Howdy Pardner
Howdy Pardner,
For much of my early career with the Washington child support agency, I viewed any partnerships the agency had as one-way relationships. After all, why wouldn’t public assistance and foster care and employment security and the IRS and employers and banks just want to help us find parents and make them pay. What’s more, the list of “partners” was pretty limited. And if they didn’t want to help? Well, we had federal and state law that said they had to. Or else.
It took me a long time to get my head right. The change in paradigm came when I began thinking about services from other points of view: the view of the parent and the view of other service providers. In my defense, I am not always a ham-handed clod thinking only of my own self-interest, but on this particular topic I was more firmly planted than I care to admit. Finally, I did come around … with the help of some really smart team members, when I began pondering about how to break our national average 65% rut as a new director and looking enviously at higher performing jurisdictions. The light that eventually flickered on was not some bright, incandescent 100 watter, though, but an aged florescent tube with a worn-out ballast. Still, sufficient light shone out that I could make out the outlines of my surroundings.
Many of you have heard me speak often enough about our need to help the less fortunate parents find their way to supporting themselves so that they can ultimately participate in the support of their children. The first question I had to reflect on was how they could get there. Where would the go to find help? Those were potential partners. Some we’d thought of and had approached … food assistance, TANF, employment services, corrections; we’d started working with sister government agencies looking for common cause, and most were open to working with us once they knew we really wanted to be partners and not parasites.

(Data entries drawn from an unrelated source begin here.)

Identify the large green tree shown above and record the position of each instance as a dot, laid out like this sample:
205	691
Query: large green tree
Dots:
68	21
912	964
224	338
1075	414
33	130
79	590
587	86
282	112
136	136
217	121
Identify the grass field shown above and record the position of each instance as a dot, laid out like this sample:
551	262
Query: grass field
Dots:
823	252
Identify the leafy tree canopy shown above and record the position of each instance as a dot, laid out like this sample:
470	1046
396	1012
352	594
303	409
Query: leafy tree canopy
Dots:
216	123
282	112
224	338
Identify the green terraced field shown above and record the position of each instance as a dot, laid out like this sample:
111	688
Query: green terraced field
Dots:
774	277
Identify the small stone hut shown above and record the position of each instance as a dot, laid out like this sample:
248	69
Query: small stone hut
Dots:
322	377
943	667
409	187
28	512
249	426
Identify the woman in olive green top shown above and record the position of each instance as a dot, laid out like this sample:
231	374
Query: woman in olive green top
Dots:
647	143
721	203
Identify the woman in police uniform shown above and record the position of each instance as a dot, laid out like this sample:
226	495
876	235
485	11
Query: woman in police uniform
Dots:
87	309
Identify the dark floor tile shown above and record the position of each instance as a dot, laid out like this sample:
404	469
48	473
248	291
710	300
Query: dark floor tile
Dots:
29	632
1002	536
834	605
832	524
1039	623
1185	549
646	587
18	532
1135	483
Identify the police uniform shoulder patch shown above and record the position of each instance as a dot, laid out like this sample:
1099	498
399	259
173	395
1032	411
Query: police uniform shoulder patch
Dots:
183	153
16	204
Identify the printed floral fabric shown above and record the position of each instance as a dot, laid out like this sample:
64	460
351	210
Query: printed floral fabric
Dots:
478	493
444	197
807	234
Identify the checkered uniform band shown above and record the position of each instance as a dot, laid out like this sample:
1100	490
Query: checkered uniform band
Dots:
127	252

Trickier were the community-based agencies that thought of us as barriers to their ability to help their clients. We needed to earn their trust. Managers met with them to let them know we had a common purpose and what we wanted was the parent in a better, more stable financial position. Then we had to be sure it happened. When the first few skeptical calls came in saying that our driver’s license suspension or our 50% withhold or our IRS intercept was keeping this parent sleeping in their car (that they couldn’t legally drive) we had to be ready to bend, and work for the mutual benefit of both organizations. Thanks to a team of highly motivated staff and continual communication and mutual respect, we began making progress. In fact, these organizations turned out to be our best referrals to the Alternative Solutions Program because the parent who owed support had sought out the help of these third-party agencies and the social workers there tuned in on the child support issue and gave us a call, taking a chance that we meant it.
Of course, it’s not perfect (not yet, anyway) but we made giant strides over the course of a few years and many of our collection staff began to embrace the power of these partnerships and a customer-focused approach. I hope that over the next few years more community-based organizations will come to trust child support agencies and recognize the community as a true partner in their desire to help families.